Marten juga mengatakan, ia dan dinas terkait juga telah mendatangi semua gudang distributor minyak goreng di Gorontalo. Hasilnya, stok minyak goreng cukup untuk kebutuhan warga Kota Gorontalo seperti biasanya.
“Kami telah melakukan peninjauan ke beberapa distributor. Dan semua normal-normal saja. Hanya memang isu-isu yang berkembang di masyarakat inilah yang menjadi penyebab warga berbondong-bondong melakukan pembelian dengan kapasitas yang besar,” tuturnya.
Sementara itu, Kepala Dinas Perindustrian dan Perdagangan Kota Gorontalo mengungkapkan, kebutuhan minyak goreng dalam satu bulan di Kota Gorontalo sebesar 125 ribu Ton.
“Untuk Kota Gorontalo sendiri itu dalam satu bulan kurang lebih 125 ribu ton.

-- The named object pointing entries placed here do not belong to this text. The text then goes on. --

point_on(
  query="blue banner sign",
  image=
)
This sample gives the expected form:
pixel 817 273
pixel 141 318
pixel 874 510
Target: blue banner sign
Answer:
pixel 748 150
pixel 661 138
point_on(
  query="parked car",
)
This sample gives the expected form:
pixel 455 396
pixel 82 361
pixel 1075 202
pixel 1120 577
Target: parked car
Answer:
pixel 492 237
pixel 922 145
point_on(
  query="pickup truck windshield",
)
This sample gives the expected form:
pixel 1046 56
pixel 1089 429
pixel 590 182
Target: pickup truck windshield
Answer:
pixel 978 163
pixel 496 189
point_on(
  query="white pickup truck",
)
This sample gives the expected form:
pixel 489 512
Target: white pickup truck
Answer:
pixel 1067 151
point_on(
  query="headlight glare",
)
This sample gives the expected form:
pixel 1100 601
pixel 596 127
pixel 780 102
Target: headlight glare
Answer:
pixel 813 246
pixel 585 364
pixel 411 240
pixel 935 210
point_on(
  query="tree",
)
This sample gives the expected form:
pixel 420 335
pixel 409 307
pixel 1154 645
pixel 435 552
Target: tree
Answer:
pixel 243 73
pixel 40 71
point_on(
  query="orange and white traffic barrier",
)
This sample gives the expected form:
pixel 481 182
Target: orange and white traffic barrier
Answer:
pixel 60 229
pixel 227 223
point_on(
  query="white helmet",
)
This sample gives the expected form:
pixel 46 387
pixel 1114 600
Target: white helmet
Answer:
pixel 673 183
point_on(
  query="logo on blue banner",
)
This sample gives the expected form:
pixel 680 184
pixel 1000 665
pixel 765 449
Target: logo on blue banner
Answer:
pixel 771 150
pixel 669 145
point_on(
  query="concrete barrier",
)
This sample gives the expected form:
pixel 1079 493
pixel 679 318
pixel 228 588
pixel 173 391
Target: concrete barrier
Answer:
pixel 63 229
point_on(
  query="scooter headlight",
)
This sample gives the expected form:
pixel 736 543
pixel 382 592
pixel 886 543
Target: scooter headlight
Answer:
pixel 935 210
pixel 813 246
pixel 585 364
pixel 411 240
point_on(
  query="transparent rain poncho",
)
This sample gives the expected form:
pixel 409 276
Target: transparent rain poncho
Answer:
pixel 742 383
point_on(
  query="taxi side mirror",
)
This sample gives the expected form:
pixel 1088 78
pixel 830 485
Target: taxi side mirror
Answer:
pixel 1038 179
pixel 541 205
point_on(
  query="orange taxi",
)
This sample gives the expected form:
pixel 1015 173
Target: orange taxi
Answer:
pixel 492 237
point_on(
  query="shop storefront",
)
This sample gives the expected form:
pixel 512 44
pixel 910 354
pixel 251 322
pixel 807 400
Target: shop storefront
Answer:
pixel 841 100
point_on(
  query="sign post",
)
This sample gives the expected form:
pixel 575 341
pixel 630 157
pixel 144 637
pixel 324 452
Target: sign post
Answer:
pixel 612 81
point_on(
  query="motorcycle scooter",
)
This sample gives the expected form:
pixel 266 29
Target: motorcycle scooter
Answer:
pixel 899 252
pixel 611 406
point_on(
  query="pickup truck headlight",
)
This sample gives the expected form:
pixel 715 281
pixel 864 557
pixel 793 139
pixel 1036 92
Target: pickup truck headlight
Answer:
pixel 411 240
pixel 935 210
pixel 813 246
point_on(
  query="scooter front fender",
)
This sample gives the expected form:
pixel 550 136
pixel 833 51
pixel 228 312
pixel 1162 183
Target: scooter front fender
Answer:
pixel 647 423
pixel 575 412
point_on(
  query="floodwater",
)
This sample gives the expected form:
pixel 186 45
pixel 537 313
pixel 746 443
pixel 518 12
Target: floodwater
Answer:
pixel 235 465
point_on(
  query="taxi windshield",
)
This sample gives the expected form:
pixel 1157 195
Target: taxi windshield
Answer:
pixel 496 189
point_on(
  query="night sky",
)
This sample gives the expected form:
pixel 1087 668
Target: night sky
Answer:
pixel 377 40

Sehingga jika dibagi dalam sembilan kecamatan itu sekitar 14 ribu ton,” ujarnya.
Jelang bulan suci ramadhan, masyarakat mulai mempersiapkan kebutuhan bahan pokok termasuk minyak goreng. Hal ini membuat kebutuhan minyak goreng di masyarakat mengalami peningkatan yang cukup tinggi.